Now she was there at the casino? The same casino where he had a job?
What the hell?
His phone rang. Blaze. He swiped the screen to answer it, his heart pounding so hard he thought it would pound right out of his chest.
“What did you find?”
“Well, that’s just it,” Blaze said. “There was nothing to find. At least nothing after her sophomore year.”
He felt his brow furrow. “Come again?”
“Just what I said. I found nothing. There is no Julia Moretti anywhere after the year you gave me. At least not yours. There’s also no Vincent or Carmela.”
“What are you talking about? There has to be. I grew up with the girl, for crying out loud.”
“Be that as it may, she doesn’t exist now. Not in any records from the past fifteen years. I found an old yearbook photo and ran it through facial rec, allowing for the passing of years and her getting older, and came up empty. There’s no DMV, no voter registration, no credit history, nada. And before you worry and ask, there’s no death certificate anywhere either. She’s not dead, just gone.”
“Jesus.”
“Elvis, I don’t know what to tell you. If you actually saw her, then someone scrubbed her clean. Witness Protection maybe? Some deep cover shit? No, that wouldn’t explain her family’s disappearance.

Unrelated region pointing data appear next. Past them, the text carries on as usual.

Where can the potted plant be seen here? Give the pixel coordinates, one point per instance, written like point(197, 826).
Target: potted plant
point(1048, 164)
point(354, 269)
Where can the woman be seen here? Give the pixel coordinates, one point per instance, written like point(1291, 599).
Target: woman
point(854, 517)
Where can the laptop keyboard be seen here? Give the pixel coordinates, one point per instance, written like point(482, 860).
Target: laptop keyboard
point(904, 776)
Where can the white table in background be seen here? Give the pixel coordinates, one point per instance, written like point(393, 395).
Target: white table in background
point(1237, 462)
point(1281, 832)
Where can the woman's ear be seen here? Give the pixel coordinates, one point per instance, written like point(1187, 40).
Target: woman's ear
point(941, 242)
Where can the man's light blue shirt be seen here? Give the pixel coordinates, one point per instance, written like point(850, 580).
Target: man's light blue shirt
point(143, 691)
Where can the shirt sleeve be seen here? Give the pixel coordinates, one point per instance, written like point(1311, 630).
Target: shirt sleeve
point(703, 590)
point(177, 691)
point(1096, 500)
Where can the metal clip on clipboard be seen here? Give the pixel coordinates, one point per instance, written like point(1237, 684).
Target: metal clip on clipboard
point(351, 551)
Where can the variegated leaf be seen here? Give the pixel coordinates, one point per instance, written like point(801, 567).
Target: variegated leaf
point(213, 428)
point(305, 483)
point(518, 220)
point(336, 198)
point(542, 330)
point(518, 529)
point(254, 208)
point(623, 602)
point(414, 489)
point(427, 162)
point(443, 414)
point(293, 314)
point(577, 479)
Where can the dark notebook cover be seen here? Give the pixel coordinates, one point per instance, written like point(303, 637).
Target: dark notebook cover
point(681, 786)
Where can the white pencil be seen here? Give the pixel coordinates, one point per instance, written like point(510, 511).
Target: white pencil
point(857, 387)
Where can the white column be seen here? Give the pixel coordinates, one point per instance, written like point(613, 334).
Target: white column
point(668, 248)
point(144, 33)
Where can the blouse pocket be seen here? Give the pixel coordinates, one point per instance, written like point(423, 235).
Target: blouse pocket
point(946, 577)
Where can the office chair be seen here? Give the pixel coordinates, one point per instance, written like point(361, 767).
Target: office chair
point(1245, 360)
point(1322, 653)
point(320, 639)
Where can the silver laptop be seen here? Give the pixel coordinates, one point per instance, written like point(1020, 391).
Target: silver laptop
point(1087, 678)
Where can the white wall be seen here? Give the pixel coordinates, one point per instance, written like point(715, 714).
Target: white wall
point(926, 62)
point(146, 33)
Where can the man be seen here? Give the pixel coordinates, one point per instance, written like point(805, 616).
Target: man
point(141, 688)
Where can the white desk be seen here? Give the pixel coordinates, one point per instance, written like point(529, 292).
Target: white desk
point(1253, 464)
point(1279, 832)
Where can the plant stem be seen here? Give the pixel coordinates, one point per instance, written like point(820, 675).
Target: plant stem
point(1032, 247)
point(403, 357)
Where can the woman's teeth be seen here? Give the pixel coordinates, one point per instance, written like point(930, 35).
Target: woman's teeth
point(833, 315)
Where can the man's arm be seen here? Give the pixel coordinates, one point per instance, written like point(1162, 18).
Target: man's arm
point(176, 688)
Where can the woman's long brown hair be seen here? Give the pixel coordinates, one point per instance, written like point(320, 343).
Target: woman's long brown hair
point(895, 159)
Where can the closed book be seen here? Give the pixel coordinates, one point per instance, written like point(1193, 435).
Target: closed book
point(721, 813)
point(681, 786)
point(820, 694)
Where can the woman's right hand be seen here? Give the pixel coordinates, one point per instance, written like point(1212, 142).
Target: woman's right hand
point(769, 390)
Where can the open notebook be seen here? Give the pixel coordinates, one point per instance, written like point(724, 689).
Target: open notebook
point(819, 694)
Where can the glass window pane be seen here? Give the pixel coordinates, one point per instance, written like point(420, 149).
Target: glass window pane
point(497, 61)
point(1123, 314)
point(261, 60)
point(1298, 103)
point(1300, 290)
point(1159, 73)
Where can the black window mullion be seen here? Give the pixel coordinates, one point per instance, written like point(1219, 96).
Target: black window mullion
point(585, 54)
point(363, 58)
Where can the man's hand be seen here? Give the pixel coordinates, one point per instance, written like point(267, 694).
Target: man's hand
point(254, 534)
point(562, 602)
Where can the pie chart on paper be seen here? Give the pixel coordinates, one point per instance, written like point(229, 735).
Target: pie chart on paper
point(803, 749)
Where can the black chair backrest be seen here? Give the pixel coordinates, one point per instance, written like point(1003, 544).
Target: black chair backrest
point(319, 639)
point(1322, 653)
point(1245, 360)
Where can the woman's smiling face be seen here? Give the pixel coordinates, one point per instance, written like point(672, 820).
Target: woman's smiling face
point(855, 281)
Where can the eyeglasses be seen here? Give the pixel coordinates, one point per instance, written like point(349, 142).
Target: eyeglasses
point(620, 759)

WIT-SEC, definitely. Unless, of course, her family was big-time criminals. I don’t know, to be honest, but it’s all I can come up with at the moment. I’ll keep digging though.”
He sighed, running a hand over his face. “Thanks, Blaze. I appreciate it.”

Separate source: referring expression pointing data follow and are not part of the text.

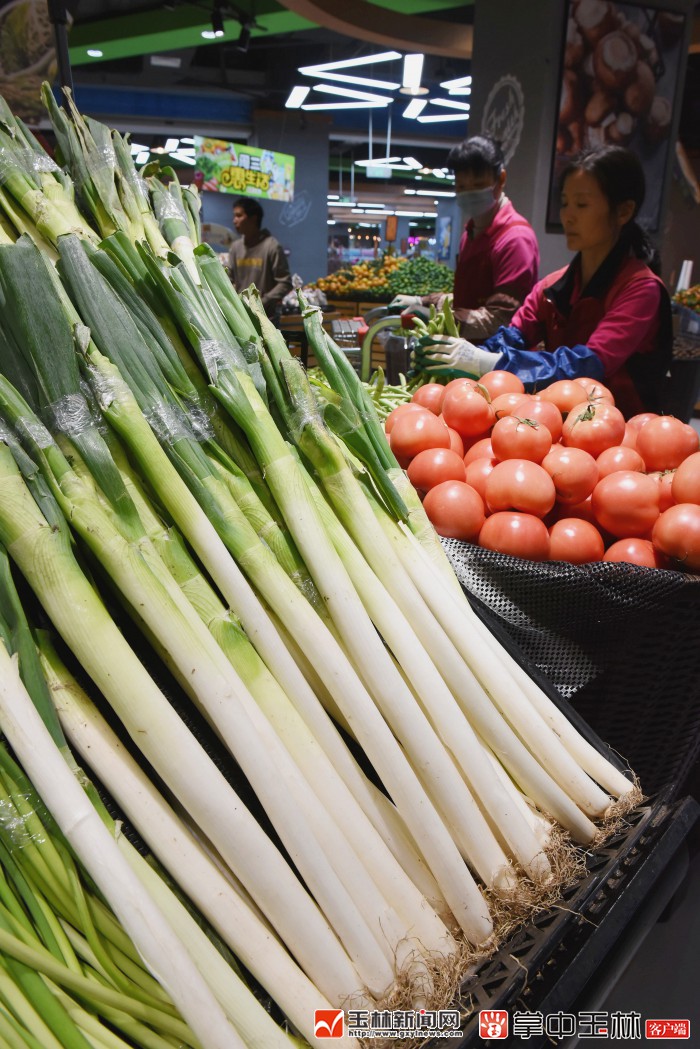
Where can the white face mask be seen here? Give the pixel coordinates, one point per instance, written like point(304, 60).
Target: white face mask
point(474, 202)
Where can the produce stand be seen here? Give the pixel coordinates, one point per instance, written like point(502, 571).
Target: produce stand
point(553, 617)
point(568, 958)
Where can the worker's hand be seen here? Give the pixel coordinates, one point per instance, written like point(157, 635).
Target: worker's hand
point(446, 356)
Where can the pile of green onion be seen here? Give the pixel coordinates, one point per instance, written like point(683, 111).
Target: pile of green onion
point(165, 462)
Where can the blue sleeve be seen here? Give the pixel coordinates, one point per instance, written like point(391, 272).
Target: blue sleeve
point(541, 368)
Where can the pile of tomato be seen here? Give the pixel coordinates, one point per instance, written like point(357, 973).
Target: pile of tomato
point(558, 475)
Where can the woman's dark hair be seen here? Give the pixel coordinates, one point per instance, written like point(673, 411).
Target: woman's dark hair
point(620, 176)
point(251, 207)
point(480, 154)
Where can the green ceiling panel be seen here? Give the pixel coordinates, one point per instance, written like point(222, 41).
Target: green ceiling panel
point(148, 33)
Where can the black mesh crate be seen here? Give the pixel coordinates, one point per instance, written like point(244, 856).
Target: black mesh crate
point(615, 644)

He ended the call, whispering another “Thanks,” even though it felt like saying thank you for a knife in the gut. He struggled to think of some reason her family would have gone into Witness Protection back then, but nothing came to mind—no major news story, no scandal, nothing. Still, he was a kid back then and didn’t really pay attention to the news, so doubted he’d even really know. However, it made no sense.
His hands felt icy, and he had no idea when that had happened.
“Elvis?”
He turned, noticing Hawk leaning against a wall a few feet away, watching him with those stormy gray eyes that always came across as unreadable. He held a quiet patience that made him a damn excellent tracker, never pushing, always watching. “Briefing’s in five. We need to scoot.”
Elvis gave a curt nod. “Yeah. Right behind you.”
But his head wasn’t in the meeting. It was barely in the casino.
When he entered the small room, sharp suits and tighter smiles huddled around the conference table. Levi and his team stood off to one side, going over tactics with the casino surveillance team. Hawk crossed the room to join them, and Elvis knew he should do the same thing, getting zeroed in on the task ahead, taking notes and preparing for his role in the night’s activities. Yeah. That’s what he should have been doing.
However, as soon as he stepped into the room, he saw her, and then he saw nothing else.
She stood there, talking with the hotel team like she belonged and always had, like she wasn’t a ghost chewing at the edges of his memory. She was in a sleek navy blouse and black slacks, with a tablet in hand like it was her lifeline. Her hair was longer than he remembered, darker even, because she had definitely been a blonde. She seemed more mature, but then again, the last time he saw her she was only sixteen. There was no hesitation in her movements, and no flicker of recognition in her gaze as it passed over him.
But he knew.
God help him, he knew.
She stood across the room, casually reviewing something with the head of hotel security, nodding, her mouth moving with practiced confidence. There was no doubt she knew what she was talking about, but why was she even there? What was her role, and why hadn’t Levi listed her involvement in the night’s security?